私が田中一光のポスターに出会ったのは、2014.05.11(日)の協力会「春のツアー」が最初です。大阪市の国立国際美術館で開催の「アンドレアス・グルツキー展」鑑賞後に見た「コレクション展」の一角に展示されていました。そこに展示されていたのは美術館所蔵のポスター。時間が無いので急いで通り過ぎたのですが、一つのポスターの前で足が止まってしまいました。ポスターの左上に書かれているのは「Nihon Buyo」。他の文字も全て英数字でした。「不思議なポスターだな」と思いましたが、残り時間がわずかだったため、「田中一光」という作家名を確かめただけ。急いで、ツアーのバスに戻りました。

次の出会いは、2017.09.23(土)の協力会「秋のツアー」。移転新築後の富山県美術館「コレクション展」でした。「デザイン・コレクション ― ポスターと20世紀の椅子」のコーナーで、田中一光「Nihon Buyo」1981との再会を果たしたのです。二つの美術館で収蔵しているということから、「重要な作家」だということは分かりましたが、そこで途切れてしまいました。

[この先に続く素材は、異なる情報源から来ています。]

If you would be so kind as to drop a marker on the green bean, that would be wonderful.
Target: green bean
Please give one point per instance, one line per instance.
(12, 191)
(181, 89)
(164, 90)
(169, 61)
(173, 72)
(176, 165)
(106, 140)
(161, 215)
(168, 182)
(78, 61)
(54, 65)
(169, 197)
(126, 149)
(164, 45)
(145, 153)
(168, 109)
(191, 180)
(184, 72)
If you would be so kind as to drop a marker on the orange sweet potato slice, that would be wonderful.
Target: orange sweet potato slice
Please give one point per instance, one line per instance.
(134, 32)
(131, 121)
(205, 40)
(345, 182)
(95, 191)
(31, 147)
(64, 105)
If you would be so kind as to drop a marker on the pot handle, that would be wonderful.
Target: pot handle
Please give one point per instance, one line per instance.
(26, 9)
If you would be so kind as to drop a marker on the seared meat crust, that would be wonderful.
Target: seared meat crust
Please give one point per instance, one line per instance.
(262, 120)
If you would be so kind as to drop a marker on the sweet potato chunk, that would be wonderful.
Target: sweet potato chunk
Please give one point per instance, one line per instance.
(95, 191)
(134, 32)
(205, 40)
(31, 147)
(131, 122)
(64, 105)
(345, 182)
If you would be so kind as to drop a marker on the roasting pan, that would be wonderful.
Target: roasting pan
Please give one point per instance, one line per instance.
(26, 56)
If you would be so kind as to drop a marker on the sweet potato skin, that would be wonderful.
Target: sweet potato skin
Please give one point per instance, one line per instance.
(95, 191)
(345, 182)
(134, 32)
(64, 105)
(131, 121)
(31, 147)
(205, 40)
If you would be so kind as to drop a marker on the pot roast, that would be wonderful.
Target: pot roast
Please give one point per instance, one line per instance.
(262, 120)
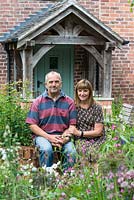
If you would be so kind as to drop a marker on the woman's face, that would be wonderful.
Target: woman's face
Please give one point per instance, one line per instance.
(83, 94)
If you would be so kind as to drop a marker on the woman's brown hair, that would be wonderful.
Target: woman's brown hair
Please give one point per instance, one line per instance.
(84, 84)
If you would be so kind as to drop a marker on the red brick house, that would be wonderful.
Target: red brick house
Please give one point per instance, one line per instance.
(79, 38)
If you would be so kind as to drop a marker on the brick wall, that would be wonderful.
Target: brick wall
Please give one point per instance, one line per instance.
(115, 14)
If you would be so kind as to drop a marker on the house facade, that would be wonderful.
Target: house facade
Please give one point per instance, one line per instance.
(80, 39)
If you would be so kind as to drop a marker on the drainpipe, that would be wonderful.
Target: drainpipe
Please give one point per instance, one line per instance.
(6, 47)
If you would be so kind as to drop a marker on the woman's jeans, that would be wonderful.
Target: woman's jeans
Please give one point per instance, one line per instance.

三度目の出会いが、日本経済新聞の書評が取り上げた「商業美術家の逆襲」です。これまでの出会いでは、ポスター以外には作家名・作品名・制作年という限られた情報しか得られませんでしたが、今回は作家の経歴・位置付けなど様々な情報に接することができました。

日本経済新聞の記事を読んだ後、国立国際美術館のホームページにアクセスし、同館が田中一光の作品を多数所蔵し、2016.04.05~06.19には「田中一光ポスター展」を開催していることを知りました。また、「田中一光ポスター展」のホームページでは「Nihon Buyo」のほか、「商業美術家の逆襲」に掲載の「JAPAN」、尾形光琳《紅白梅図屏風》を思わせる作品など、全7点のポスターを見ることができます。更に知りたい方は、「所蔵作品検索」で独立行政法人国立美術館の4美術館の所蔵作品が検索できますので、お試しください。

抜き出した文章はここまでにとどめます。